The New York Times (March 29, 2008) has a front-page story about the challenges faced by clinics caring for large numbers of immigrants and refugees. It focuses on the International Clinics at Hennepin County Medical Center in Minneapolis, MN, and particularly emphasizes issues confronting Somali refugees and their caregivers.
Many of these issues, including language and cultural difficulties, and the problems of poverty that often afflict people in these groups, are not new to the United States. Our multi-cultural, multi-ethnic (and sometimes “melting pot”) society has long tradition of immigrants arriving from other countries and cultures and presenting “new” challenges to the social service and health care systems. Each group of new arrivals has been seen as “different”, and many that were previously seen as outsiders, such as Jews, Italians, and Irish, have become insiders, One obvious exception has been African-Americans, whose ancestors were brought here as slaves, and who have never (unlike the ethnic groups in the books referenced above, have never “become white”; indeed, that very term derives from the special place of oppression that has been reserved for black people in this country.
One point not really addressed by the Times article is the difference between immigrants and refugees.

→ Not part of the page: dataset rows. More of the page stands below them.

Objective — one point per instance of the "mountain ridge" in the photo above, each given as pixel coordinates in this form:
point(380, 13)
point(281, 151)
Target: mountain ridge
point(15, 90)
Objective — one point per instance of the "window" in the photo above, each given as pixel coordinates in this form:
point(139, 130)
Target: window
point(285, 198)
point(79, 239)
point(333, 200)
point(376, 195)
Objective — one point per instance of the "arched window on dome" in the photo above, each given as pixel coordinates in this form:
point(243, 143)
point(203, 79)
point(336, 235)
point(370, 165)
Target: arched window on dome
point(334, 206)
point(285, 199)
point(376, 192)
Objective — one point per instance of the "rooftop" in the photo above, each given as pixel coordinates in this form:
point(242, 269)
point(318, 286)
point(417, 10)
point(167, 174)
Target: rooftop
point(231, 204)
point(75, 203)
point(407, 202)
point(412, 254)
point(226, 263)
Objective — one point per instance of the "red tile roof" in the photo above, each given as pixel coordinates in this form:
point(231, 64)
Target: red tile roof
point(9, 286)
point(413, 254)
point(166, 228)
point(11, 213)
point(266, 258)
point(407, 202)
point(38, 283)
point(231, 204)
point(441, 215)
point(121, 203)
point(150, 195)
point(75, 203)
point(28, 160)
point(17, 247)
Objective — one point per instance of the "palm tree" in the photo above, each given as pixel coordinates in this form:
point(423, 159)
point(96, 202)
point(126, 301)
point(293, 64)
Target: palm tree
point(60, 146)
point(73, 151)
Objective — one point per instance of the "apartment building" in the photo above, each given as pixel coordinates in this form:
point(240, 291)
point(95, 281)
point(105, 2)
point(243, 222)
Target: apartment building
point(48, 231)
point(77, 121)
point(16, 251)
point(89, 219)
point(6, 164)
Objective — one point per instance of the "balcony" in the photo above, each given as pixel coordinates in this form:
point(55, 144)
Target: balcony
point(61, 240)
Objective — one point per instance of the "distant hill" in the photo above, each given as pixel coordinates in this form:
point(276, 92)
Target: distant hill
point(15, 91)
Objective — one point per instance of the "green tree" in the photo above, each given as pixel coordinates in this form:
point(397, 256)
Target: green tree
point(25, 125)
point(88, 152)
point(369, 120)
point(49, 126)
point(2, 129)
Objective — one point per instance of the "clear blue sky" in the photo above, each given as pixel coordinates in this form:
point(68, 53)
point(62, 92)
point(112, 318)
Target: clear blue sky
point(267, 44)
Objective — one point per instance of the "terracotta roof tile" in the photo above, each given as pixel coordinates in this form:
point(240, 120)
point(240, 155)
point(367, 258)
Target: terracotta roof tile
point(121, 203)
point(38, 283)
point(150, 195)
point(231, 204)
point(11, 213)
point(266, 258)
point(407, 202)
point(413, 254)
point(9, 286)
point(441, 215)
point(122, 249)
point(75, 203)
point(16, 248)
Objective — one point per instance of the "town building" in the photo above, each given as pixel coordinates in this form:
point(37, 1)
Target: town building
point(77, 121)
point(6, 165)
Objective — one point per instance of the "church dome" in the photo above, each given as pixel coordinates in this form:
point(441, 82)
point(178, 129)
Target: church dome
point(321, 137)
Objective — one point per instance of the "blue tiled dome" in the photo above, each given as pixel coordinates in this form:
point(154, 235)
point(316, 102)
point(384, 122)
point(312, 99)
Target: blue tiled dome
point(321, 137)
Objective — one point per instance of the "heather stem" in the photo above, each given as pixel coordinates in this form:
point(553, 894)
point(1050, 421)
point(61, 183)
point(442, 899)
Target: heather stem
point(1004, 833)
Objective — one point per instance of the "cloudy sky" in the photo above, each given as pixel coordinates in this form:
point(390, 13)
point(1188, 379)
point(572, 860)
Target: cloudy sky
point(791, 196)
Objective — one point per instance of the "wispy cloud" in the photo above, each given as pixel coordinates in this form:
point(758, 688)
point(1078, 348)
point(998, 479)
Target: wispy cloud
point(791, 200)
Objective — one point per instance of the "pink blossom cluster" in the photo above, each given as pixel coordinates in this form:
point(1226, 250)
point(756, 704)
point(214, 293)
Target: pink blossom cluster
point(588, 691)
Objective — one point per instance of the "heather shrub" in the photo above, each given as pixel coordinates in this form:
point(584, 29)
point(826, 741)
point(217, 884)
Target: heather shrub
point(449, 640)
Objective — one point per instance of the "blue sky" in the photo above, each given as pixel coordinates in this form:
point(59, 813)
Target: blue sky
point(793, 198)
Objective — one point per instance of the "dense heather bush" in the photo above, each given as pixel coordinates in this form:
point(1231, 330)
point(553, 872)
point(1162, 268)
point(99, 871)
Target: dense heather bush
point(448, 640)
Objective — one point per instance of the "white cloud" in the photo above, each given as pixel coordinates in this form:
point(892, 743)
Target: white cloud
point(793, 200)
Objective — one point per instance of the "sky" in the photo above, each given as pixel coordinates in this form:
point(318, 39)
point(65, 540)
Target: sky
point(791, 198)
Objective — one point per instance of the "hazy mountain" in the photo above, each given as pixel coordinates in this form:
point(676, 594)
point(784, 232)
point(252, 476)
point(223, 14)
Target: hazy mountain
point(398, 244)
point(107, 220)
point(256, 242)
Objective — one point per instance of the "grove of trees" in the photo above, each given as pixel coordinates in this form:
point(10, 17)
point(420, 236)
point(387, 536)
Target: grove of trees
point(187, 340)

While the US has had both over its history, immigrants have always been the dominant group. Refugees came after WW II, and after the Vietnam war, and after every war. Immigrants are searching for a better life for their families, and despite the hardships, they have chosen to make the change. They are, historically and currently, different people from those who stay, more willing to take risks, more buoyed by hope. Refugees, on the other hand, are fleeing often horrific situations; they are not coming by choice but by lack of choice. Life in their homeland is intolerable. Thus, while both groups may hold onto their cultural values, beliefs and habits, for refugees this may be all that they have.
The Times notes that, largely in response to pressures from Somali refugees who will not allow themselves to be delivered by male physicians, the obstetrics staff at Hennepin County has become almost entirely female. This decision has been made, de facto or de jure, but many other issues also exist that are not as easy to resolve? When does respect for the culture of someone else (a good thing, generally) become limited by the implications? Providing interpreters is good but very expensive; providing female obstetricians and midwives is probably good, and may be part of an overall transition in obstetrics. But what about “female circumcision”, genital mutilation, also common among Somali women? If this is a core “cultural” tradition, highly desired by a refugee (or immigrant) group, does this mean it should be provided? I think not. A similar example (though not specific to Somalis, let me be clear): If a woman is battered by her partner and this is explained as “part of their culture”, would this make it any more ok? Again, I think not, but these examples illustrate the continuum of decisions that have to be made in delivering health care to refugee and immigrant (as well as “native”) people.
Refugees are also much more likely than immigrants to have experienced terrible personal tragedy; the deaths of friends and family members, often in violent and gruesome ways, rape, mutilation. Post-traumatic stress disorder (PTSD) is common. On the “plus” side, once having been granted refugee status, they are legal in the US, and eligible for certain benefits. Many of our immigrants are “illegal”; they do not have papers and are increasingly denied access, as the Times article points out, except in certain “safety net” venues, or until they come in to the emergency room very ill. Our increasingly restrictive laws see limiting access to health care as both a way of saving money (“why should we pay for these illegals?”) as well as being a punishment.
Which, as it often does on these pages, brings us back to money. Why does Hennepin County Medical Center bear the burden of this care? Why are there not other medical centers and doctors throughout the Minneapolis area taking equal responsibility for poor and uninsured immigrants and refugees? Why is this also a problem in every other major city, including my town of Kansas City and my state of Kansas, in which there are no publically funded hospitals? Everyone wants the best of care for themselves and their families, but the definition of “best” is very open to question (not only for cultural, but for medical reasons as well, as I have often discussed). In addition, the costs may become untenable. There is only so long that honorable people can say “Do for me (and mine); save the money on you (and yours).” Eventually we need a comprehensive and rational care system, which deliveries necessary care to all before there are frills for any.
 Grady D., “Foreign Ways and War Scars Test Hospital”, New York Times, March 29, 2009.
 Roediger DR. Working Toward Whiteness: How America's Immigrants Became White: The Strange Journey from Ellis Island to the Suburbs. Basic Books. New York. 2005.
 Ignatiev N. How The Irish Became White. Routledge. New York. 1995
 Brodkin K. How The Jews Became White Folks And What That Says About Race In America. Rutgers University Press. Piscataway, NJ. 1998
 Guglielmo J. Are Italians White?: How Race is Made in America. Routledge. New York. 2003.